優しくて可愛くてかっこよくて大好きな夫と死別しました

事故か自死か。夫が消えた人生をこれから歩みます。なんて自分が書いてることが信じられない35歳です

大切な人へどう伝えよう

夫が亡くなったとき、一番に浮かんだ人がいた。

一番に伝えたいっていうこととは少し違う。この結果を、一体どう報告しよう、と思った人。

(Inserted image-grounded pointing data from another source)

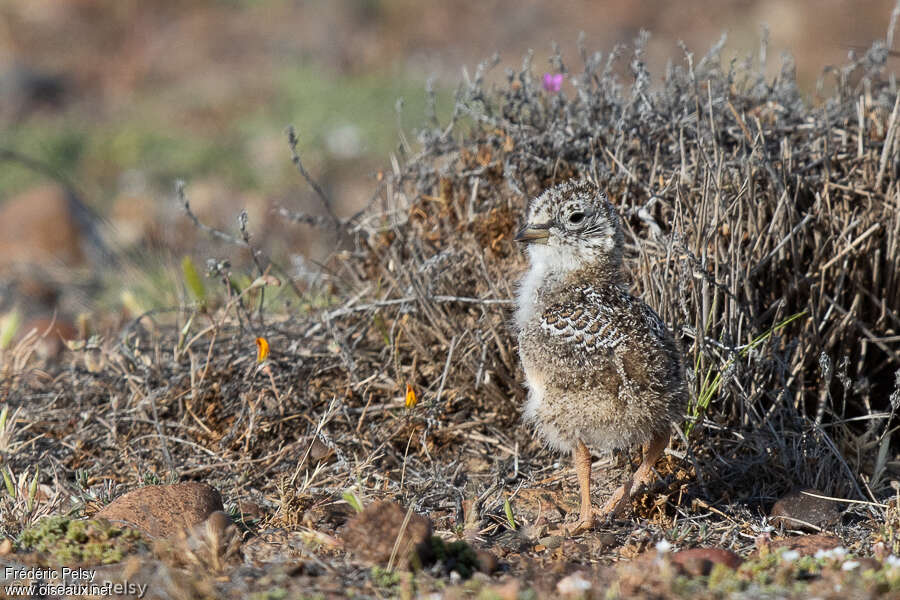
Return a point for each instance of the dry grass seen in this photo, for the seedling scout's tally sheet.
(765, 230)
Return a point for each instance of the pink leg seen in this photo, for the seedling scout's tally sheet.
(644, 475)
(583, 469)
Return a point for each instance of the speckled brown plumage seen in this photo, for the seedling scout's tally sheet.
(601, 367)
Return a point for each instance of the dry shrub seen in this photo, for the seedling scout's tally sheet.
(764, 228)
(745, 205)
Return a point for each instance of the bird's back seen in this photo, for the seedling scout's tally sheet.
(601, 365)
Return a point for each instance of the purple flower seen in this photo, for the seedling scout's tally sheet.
(553, 82)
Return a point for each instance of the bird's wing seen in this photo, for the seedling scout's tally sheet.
(600, 321)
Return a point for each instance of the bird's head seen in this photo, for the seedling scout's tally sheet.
(572, 226)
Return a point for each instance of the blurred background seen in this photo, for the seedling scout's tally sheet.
(121, 98)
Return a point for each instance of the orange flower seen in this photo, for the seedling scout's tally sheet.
(262, 349)
(410, 397)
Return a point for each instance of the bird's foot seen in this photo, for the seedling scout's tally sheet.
(616, 503)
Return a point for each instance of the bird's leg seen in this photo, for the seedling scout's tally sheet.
(644, 474)
(583, 469)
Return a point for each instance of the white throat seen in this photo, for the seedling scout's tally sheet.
(549, 264)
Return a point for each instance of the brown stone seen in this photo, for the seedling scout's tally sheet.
(53, 333)
(164, 510)
(700, 561)
(248, 510)
(806, 545)
(371, 534)
(487, 562)
(799, 510)
(38, 227)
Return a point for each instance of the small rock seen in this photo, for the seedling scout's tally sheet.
(700, 561)
(867, 563)
(806, 545)
(508, 590)
(575, 584)
(371, 534)
(164, 510)
(606, 541)
(251, 511)
(798, 510)
(551, 541)
(487, 562)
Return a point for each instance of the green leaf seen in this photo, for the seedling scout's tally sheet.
(9, 325)
(192, 280)
(352, 500)
(507, 508)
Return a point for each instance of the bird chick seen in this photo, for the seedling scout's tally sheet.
(601, 367)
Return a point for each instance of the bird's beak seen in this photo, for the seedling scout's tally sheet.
(533, 234)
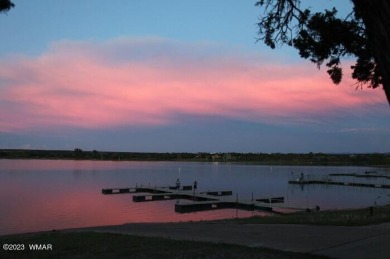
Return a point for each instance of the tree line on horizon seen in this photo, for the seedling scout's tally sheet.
(379, 159)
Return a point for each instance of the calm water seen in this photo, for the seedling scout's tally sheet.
(44, 194)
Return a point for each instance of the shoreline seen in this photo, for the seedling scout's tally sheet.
(367, 237)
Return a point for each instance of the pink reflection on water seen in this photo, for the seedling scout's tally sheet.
(37, 206)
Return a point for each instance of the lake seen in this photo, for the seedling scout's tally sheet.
(39, 195)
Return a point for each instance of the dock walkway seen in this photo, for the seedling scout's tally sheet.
(190, 200)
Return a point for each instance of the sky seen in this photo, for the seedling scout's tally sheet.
(172, 76)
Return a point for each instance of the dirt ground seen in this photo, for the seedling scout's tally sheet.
(334, 241)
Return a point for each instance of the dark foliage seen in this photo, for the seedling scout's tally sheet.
(320, 37)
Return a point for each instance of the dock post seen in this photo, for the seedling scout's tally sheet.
(236, 205)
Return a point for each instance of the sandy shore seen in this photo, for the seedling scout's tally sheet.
(334, 241)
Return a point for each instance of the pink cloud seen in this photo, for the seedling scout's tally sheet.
(148, 81)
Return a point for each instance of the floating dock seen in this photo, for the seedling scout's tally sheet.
(332, 182)
(190, 200)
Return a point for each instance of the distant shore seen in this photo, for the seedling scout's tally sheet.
(319, 159)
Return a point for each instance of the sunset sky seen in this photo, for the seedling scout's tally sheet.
(172, 76)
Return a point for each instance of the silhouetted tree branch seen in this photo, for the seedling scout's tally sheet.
(324, 38)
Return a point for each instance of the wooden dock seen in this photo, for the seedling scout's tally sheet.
(189, 200)
(332, 182)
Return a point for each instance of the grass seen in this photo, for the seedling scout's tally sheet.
(355, 217)
(105, 245)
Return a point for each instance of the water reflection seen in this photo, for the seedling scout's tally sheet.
(46, 194)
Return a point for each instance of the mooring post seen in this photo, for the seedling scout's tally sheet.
(236, 205)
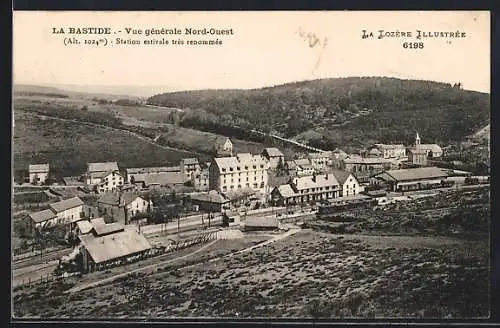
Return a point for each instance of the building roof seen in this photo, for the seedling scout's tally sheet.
(342, 176)
(240, 193)
(240, 160)
(365, 160)
(264, 222)
(302, 161)
(315, 181)
(158, 169)
(42, 216)
(102, 167)
(212, 196)
(286, 191)
(106, 229)
(389, 146)
(72, 181)
(113, 198)
(84, 226)
(66, 204)
(273, 152)
(189, 161)
(416, 173)
(374, 151)
(97, 221)
(115, 246)
(103, 174)
(166, 178)
(319, 155)
(39, 168)
(220, 141)
(435, 148)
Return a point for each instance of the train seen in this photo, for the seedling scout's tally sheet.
(354, 203)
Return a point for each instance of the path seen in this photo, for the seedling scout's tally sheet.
(134, 134)
(149, 267)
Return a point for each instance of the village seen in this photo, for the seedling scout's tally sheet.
(138, 213)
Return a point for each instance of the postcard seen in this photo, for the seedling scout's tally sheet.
(295, 165)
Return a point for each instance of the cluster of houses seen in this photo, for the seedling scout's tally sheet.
(228, 177)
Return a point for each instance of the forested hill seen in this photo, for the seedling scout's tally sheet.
(344, 110)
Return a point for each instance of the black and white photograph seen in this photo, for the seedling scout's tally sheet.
(297, 165)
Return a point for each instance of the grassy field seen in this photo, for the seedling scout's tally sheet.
(145, 120)
(310, 274)
(464, 214)
(68, 146)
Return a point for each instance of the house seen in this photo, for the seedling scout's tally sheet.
(39, 173)
(95, 171)
(68, 210)
(374, 152)
(320, 160)
(223, 147)
(411, 179)
(114, 249)
(84, 227)
(303, 167)
(417, 156)
(432, 150)
(349, 184)
(274, 156)
(42, 220)
(358, 164)
(161, 179)
(73, 181)
(122, 207)
(236, 172)
(306, 189)
(260, 224)
(202, 180)
(138, 173)
(391, 151)
(190, 167)
(212, 201)
(60, 213)
(110, 181)
(230, 219)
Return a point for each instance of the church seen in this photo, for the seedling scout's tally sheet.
(418, 155)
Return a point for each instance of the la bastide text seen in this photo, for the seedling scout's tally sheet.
(130, 35)
(413, 39)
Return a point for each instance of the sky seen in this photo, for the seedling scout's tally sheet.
(266, 48)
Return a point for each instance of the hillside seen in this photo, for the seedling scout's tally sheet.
(68, 146)
(345, 111)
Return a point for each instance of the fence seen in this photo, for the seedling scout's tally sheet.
(42, 279)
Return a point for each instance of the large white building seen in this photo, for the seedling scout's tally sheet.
(238, 172)
(307, 189)
(391, 151)
(39, 173)
(431, 150)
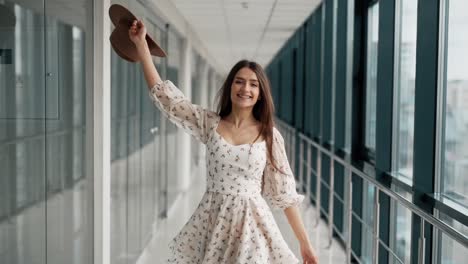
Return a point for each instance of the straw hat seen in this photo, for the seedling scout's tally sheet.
(120, 40)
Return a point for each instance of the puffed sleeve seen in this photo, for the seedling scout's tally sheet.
(192, 118)
(279, 188)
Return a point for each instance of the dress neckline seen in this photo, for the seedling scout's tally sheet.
(222, 138)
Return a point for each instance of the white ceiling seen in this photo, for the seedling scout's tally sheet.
(251, 29)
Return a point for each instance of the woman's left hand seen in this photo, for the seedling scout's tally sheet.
(308, 254)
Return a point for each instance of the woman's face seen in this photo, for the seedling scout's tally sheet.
(245, 88)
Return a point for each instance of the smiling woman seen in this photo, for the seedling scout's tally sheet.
(232, 223)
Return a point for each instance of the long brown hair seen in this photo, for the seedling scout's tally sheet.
(263, 110)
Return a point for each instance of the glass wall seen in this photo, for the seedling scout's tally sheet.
(371, 74)
(45, 78)
(139, 150)
(455, 182)
(405, 77)
(454, 167)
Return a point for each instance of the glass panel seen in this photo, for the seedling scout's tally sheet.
(138, 168)
(368, 222)
(69, 68)
(371, 74)
(405, 74)
(455, 182)
(450, 251)
(22, 133)
(400, 230)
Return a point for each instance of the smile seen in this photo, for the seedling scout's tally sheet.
(244, 96)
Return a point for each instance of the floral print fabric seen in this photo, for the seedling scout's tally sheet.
(233, 222)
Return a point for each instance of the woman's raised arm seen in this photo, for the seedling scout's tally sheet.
(137, 34)
(192, 118)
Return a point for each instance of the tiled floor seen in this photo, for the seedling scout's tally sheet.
(157, 250)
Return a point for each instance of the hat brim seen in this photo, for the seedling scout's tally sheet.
(120, 39)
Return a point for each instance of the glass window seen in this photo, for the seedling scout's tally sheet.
(400, 241)
(454, 162)
(450, 251)
(371, 74)
(367, 222)
(455, 152)
(405, 72)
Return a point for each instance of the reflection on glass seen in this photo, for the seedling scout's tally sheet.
(143, 155)
(371, 74)
(405, 87)
(45, 215)
(368, 222)
(400, 232)
(454, 182)
(450, 251)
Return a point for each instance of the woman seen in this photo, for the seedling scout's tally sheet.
(246, 160)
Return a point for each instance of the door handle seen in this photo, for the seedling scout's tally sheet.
(154, 130)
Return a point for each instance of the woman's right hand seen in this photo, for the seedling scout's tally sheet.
(137, 34)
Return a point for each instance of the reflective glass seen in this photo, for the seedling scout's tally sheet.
(405, 86)
(454, 181)
(400, 241)
(45, 65)
(455, 163)
(371, 74)
(367, 222)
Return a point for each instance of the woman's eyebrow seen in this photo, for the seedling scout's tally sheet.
(252, 80)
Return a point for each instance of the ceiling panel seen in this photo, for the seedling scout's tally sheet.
(239, 29)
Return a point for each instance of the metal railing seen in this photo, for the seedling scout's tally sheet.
(306, 144)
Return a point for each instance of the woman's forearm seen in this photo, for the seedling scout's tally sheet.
(151, 74)
(295, 220)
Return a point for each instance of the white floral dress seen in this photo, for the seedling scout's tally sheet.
(233, 222)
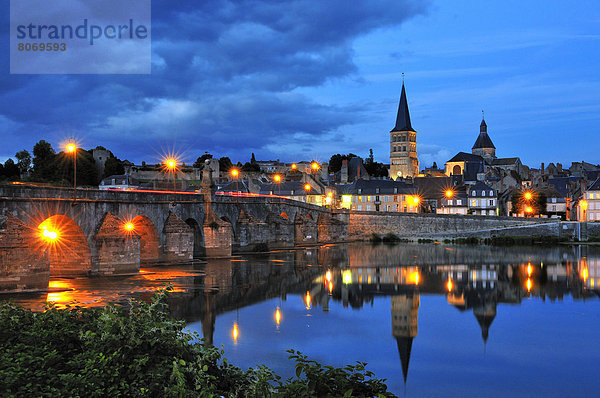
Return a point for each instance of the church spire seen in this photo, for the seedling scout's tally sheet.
(403, 118)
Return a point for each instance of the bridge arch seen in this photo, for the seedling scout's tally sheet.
(198, 237)
(149, 239)
(66, 245)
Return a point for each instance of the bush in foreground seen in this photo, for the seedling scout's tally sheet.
(139, 350)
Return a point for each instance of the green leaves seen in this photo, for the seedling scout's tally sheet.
(140, 351)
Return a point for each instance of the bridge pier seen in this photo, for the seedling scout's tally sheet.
(115, 251)
(23, 267)
(305, 229)
(179, 239)
(218, 236)
(251, 232)
(281, 231)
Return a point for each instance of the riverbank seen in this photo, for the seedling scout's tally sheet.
(140, 350)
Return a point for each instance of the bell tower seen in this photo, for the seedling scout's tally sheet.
(403, 143)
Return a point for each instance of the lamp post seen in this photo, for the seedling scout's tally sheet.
(277, 179)
(72, 148)
(171, 165)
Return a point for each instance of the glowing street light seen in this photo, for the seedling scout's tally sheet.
(48, 234)
(235, 333)
(71, 147)
(278, 316)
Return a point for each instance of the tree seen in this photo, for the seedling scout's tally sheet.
(225, 164)
(335, 162)
(199, 163)
(11, 170)
(375, 169)
(24, 161)
(250, 167)
(44, 162)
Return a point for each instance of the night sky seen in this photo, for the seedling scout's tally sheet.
(300, 79)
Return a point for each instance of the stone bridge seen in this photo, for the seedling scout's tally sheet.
(45, 232)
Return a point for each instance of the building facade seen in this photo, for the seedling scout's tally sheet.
(589, 205)
(403, 144)
(483, 200)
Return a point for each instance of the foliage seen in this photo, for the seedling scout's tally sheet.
(23, 161)
(375, 169)
(11, 170)
(44, 162)
(139, 351)
(335, 162)
(199, 163)
(249, 167)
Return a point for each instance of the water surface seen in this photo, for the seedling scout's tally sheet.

その人は、私が唯一、夫のことを隠さず伝えている会社の同僚。会社で文句なく一番優秀な人。飛ぶ鳥を落とす勢いで破壊的に仕事をこなし、怖い者なしだと誰もが思っていた人。でも、その人もあることをきっかけに、心のパワーが底を尽きてしまった経験がある。一時は落ちるところまで、気持ちが落ちていた。それでも、今ももがき、苦しみながら、食らいつきながら、生きようとしている人。この人なら、きっと私と夫の状況をわかってくれると思って、定期的に飲みに行ったり、メールのやりとりをしていた。

いつも印象的だったのが、その人が私より先に、夫のことを心配してくれたこと。私の家族や友人は、一番関係の近い私のことを心配してくれる人が多い。それは、当然だし、有難いと思う。でも、その人は会ったことも、見たこともない夫の心境を思い浮かべて、旦那さんの苦しみはいくばくかと、いつも思いを馳せてくれた。そのことに、私が心を救われてきた。

いつか夫には、その人に会って欲しいと思っていた。夫に会って欲しいと思う人は、これまでなかなかいなかった。でも、その人に会うことは、夫にとって良いことだと直感的に思った。その人は、一瞬こちらが怖気付くような迫力とカリスマがあるのだけど、厳しい表情の奥に底無しの優しさ、気遣い、温かさを秘めている。そして、何ものにも替え難い、偽りのないまっすぐな言葉を放つ。この偽りのなさが、夫に必ず伝わると思った。夫はふわふわのゆるゆるなのだけど、静かに相手の態度や言葉を見抜いてしまうから。なんという厄介な能力。きっとこの2人が出会ったら、なにかはじけると思った。でも、そんな夢の面会も、叶わないままとなってしまった。

まだ、その人に夫のことを伝えられていない。こんな悲しい終わりを、伝えられない。あんなに応援してくれて、あんなに夫のこと、そして私のことも、気にかけてくれていたのに。その人もまた、生きること、死ぬこと、色々考えた経緯があるから、そのことも内心、心配してしまう自分がいる。

しばらく音信不通の私を心配してくれていると、人伝に聞いた。その人に全てを伝える時は、何時間も話したいな。その時は、私、悲しみでバーストしてしまうかもしれない。夫の苦しみは、ここで止まってしまったけど、その人の心の苦しみが続いているのなら、きっと私には昼夜問わず、いつでも連絡してほしいと伝えたい。そうしてもらうことが、私の救いにもなるのだから。